Conclusion : on peut majorer la longueur du plus court chemin par le minimum entre le nombre d’arcs et n-1, où n est le nombre de noeuds dans le graphe ne contenant de cycle de coût total strictement négatif. Et on peut appeler l’algorithme sur le problème (A, n-1).

Résumons l’algorithme (M[i, j] correspond à la case à la ligne i et à la colonne j de la matrice M) :

Initialiser une matrice M indexée sur les lignes par 0, 1, ..., n-1, et sur les colonnes par les noeuds du graphe
Initialiser le cas n=0 : sur la ligne 0, écrire M[0, X] = +infini pour x différent de P, écrire M[0, P] = 0
Pour l allant de 1 à n-1
	Pour tout noeud v du graphe (dans n'importe quel ordre)
		Chercher le voisin w de v qui minimise la quantité (coût de l'arc w-v + M[l-1, w]) (M[l-1, w] est le coût du sous-problème (w, l-1))
		Ecrire M[l, v] = coût de l'arc w-v + M[l-1, w]
	Fin pour
Fin pour
Retourner M[n-1, A]

A l’étape l, M[x, Y], avec x un entier strictement inférieur à l, et Y un noeud quelconque, est toujours déjà calculé, parce que l a des valeurs croissantes.

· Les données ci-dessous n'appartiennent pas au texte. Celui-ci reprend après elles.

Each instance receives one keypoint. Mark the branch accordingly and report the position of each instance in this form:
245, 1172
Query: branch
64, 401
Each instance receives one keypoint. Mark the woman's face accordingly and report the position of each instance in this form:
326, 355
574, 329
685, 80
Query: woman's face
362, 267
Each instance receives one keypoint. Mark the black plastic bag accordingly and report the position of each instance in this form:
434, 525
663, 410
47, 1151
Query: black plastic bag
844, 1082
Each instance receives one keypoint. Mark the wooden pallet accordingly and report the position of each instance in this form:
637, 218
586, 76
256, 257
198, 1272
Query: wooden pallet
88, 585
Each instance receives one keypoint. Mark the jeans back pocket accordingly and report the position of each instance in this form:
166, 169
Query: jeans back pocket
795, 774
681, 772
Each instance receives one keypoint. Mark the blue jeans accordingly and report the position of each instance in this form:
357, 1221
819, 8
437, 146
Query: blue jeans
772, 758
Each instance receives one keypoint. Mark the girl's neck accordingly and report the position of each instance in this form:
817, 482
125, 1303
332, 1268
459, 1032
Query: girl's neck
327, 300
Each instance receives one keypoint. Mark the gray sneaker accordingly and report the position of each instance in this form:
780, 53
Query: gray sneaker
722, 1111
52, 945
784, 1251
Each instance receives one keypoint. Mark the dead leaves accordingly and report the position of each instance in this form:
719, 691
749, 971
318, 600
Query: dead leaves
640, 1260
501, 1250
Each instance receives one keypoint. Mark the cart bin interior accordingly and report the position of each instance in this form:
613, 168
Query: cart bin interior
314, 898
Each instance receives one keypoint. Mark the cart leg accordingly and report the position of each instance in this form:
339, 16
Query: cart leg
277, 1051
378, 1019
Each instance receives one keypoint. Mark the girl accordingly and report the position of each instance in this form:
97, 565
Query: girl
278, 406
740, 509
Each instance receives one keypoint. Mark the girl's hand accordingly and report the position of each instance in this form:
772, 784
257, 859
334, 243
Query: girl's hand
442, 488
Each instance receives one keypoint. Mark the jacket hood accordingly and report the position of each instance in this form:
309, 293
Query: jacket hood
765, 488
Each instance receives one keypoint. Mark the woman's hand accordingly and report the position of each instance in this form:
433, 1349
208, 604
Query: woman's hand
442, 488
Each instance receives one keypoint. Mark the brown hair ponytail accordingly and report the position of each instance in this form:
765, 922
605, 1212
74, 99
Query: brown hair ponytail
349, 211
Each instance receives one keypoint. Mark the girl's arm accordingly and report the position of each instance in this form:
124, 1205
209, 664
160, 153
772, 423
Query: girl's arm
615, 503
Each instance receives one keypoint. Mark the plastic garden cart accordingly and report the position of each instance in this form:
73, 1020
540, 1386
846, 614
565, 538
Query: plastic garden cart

L’algorithme termine car il y a au maximum (n-1) x n x (n-1) boucles exécutées par l’algorithme : la première correspondant à la boucle sur l, la deuxième au parcours des noeuds du graphe, et la dernière à la recherche d’un voisin (chaque noeud ayant au maximum n-1 voisins différents de lui-même dans un graphe à n noeuds).

Exemples

Vous n’avez rien compris ? C’est parfaitement normal. Et c’est à cela que servent les dessins (et les exemples) !

Exercice : appliquer l’algorithme précédent à notre carte, que je rappelle ici :

Au début, il faut initialiser la matrice M à 6 lignes, et 6 colonnes :

P, L, T, B, Z, A 0, +Inf, +Inf, +Inf, +Inf, +Inf (n = 0) NA, NA, NA, NA, NA, NA (n = 1) NA, NA, NA, NA, NA, NA (n = 2) NA, NA, NA, NA, NA, NA (n = 3) NA, NA, NA, NA, NA, NA (n = 4) NA, NA, NA, NA, NA, NA (n = 5 = 6 - 1)

Pour aller plus loin

La preuve de correction en programmation dynamique suit toujours le même schéma : vérifier que la solution trouvée pour le ou les cas de base est optimale, et montrer que la solution obtenue par utilisation de la relation de récurrence reste optimale, par exemple en montrant que toute autre solution a un coût au moins égal à celui de la solution trouvée par l’algorithme. C’est donc un peu comme une récurrence sur les paramètres du problème.

L’exemple considéré ici ne permet pas de souligner que l’algorithme de Bellman-Ford peut retourner le bon résultat même s’il existe des arcs de coût strictement négatif. Mais la démonstration faite précédemment s’applique également s’il existe des arcs de coût négatif.

En revanche, l’algorithme de Bellman-Ford ne permet pas de repérer les boucles de coût total strictement négatif, et ne retourne pas le bon résultat dans le cas où il existe un tel cycle, pour la raison citée précédemment.

Par contre, l’algorithme de Floyd-Warshall, qui permet aussi de trouver le plus court chemin dans un graphe, peut les détecter.